Rechtspraak
Feiten
Werknemer is op 2 februari 2021 bij werkgever in dienst getreden in de functie van administratief medewerker/consultant voor 40 uur per week tegen een salaris van € 3.375 bruto per maand (inclusief vakantiegeld). De arbeidsovereenkomst voor bepaalde tijd liep tot 1 mei 2022 en is van rechtswege verlengd met een jaar, tot 1 mei 2023. Werknemer heeft op 9 augustus 2022 via WhatsApp zijn ontslag per 1 september 2022 ingediend.
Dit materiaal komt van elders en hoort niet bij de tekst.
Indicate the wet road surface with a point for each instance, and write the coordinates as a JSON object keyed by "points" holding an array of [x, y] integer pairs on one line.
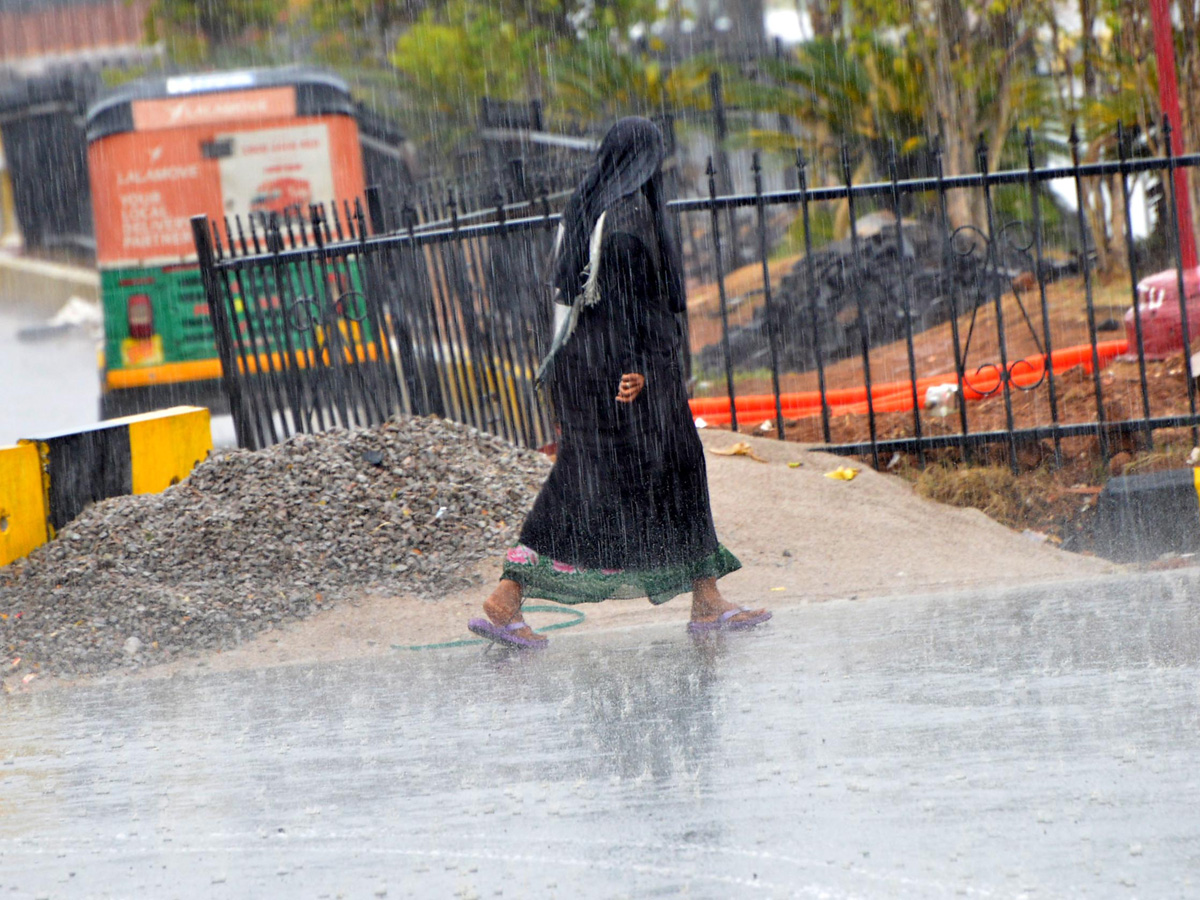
{"points": [[51, 383], [1035, 743]]}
Werkgever verzoekt veroordeling van werknemer tot betaling van € 3.375. Werkgever legt aan dit verzoek ten grondslag dat werknemer, door de arbeidsovereenkomst begin augustus 2022 op te zeggen tegen 1 september 2022, de voor hem geldende opzegtermijn niet in acht heeft genomen, op grond waarvan werknemer een gefixeerde schadevergoeding verschuldigd is aan werkgever. Werknemer stelt dat de arbeidsovereenkomst tussen partijen is beëindigd met wederzijds goedvinden, zodat geen sprake is van een onregelmatige opzegging.
Oordeel
De kantonrechter oordeelt als volgt. De stelling van werknemer dat de arbeidsovereenkomst is beëindigd met wederzijds goedvinden, wordt door de kantonrechter niet gevolgd. Dit valt naar haar oordeel niet af te leiden uit de overgelegde (WhatsApp-)correspondentie tussen partijen. Wel volgt hieruit dat er tussen partijen is gesproken over een beëindiging met wederzijds goedvinden, maar kennelijk hebben zij uiteindelijk niet tot overeenstemming kunnen komen. Uit het WhatsApp-bericht van 9 augustus 2022 van werknemer kan een opzegging van de arbeidsovereenkomst per 1 september 2022 worden afgeleid. Opzegging diende te geschieden tegen het einde van de maand met inachtneming van een opzegtermijn van één maand. Werknemer heeft de arbeidsovereenkomst dan ook niet tijdig opgezegd. De gefixeerde schadevergoeding van € 3.375 (loon inclusief 8% vakantiegeld over de maand september 2022) is op grond van het voorgaande toewijsbaar.